Andrew Deason [Tue, 23 Oct 2012 20:47:06 +0000 (15:47 -0500)]
ptserver: Avoid inet_ntoa
The ptserver uses inet_ntoa in a few places, such as for calculating
host CPS. This isn't safe in pthreaded environments, so use
afs_inet_ntoa_r instead.
Simon Wilkinson [Sun, 21 Oct 2012 19:07:44 +0000 (20:07 +0100)]
Fix mutex assertion
RX mutexes have two mechanisms for asserting ownership of a mutex:
MUTEX_ISMINE, which returns true if the caller is the owner of the
mutex in question, and osirx_AssertMutex which fires an assertion if
the calling thread doesn't own a specified mutex.

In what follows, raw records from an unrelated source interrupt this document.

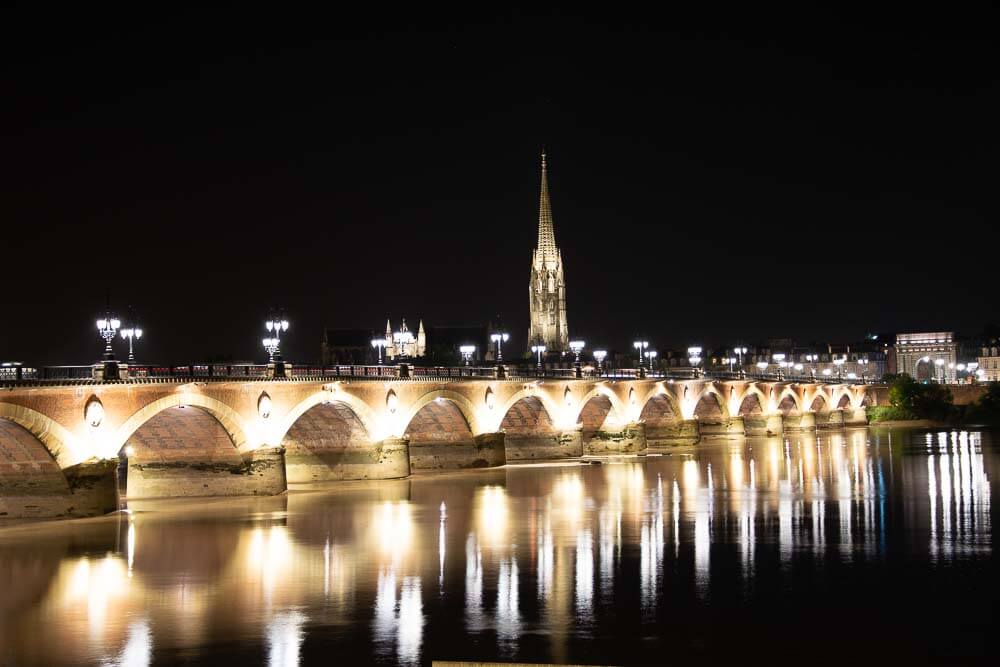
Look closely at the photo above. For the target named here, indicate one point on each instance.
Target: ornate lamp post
(780, 359)
(640, 346)
(467, 352)
(839, 363)
(650, 356)
(131, 331)
(539, 350)
(694, 356)
(599, 355)
(275, 324)
(499, 339)
(378, 344)
(107, 327)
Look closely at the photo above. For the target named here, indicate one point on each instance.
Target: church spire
(546, 231)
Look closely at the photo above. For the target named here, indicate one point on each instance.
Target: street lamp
(499, 338)
(467, 351)
(378, 344)
(694, 356)
(402, 338)
(640, 346)
(107, 326)
(539, 350)
(780, 359)
(276, 323)
(131, 331)
(650, 356)
(599, 355)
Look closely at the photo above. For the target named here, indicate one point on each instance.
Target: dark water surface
(850, 546)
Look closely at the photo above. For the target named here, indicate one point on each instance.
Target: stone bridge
(74, 450)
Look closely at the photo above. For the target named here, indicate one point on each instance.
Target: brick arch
(460, 402)
(56, 439)
(789, 404)
(439, 421)
(751, 404)
(551, 409)
(359, 408)
(226, 416)
(618, 409)
(527, 417)
(27, 467)
(326, 435)
(709, 406)
(597, 412)
(182, 434)
(661, 409)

Neither of these work with pthread mutexes on all platforms, and the
kernel support for MUTEX_ISMINE is dubious in places. Because in some
implementations, MUTEX_ISMINE tries to lock the mutex in question, a
failing call to MUTEX_ISMINE can lead to the process holding an
additional, unexpected, lock.
This patch reworks all of this, and uses the new opr mutex framework
so that we can do mutex assertions in userspace, too. We remove the
unsafe MUTEX_ISMINE macro, and replace it with MUTEX_ASSERT which
simply asserts if the specified mutex is not held by the current
thread. osirx_AssertMutex is removed as it is now redundant.
MUTEX_ASSERT will always work in kernel code.
For userspace, we provide opr_mutex_assert, which is implemented using
POSIX error checking mutexes. As error checking mutexes have a runtime
overhead, this is only available when configured with
--enable-debug-locks, the rest of the time calls to opr_mutex_assert are
no-ops.
Simon Wilkinson [Sun, 21 Oct 2012 20:19:40 +0000 (21:19 +0100)]
rx: Move kernel assertion macros
Move the kernel assertion macros out of rx_prototypes.h and into
rx_kernel.h. This solves an ordering problem if these macros are to
be used from src/rx/<arch>/*.h
Simon Wilkinson [Sat, 20 Oct 2012 22:14:41 +0000 (23:14 +0100)]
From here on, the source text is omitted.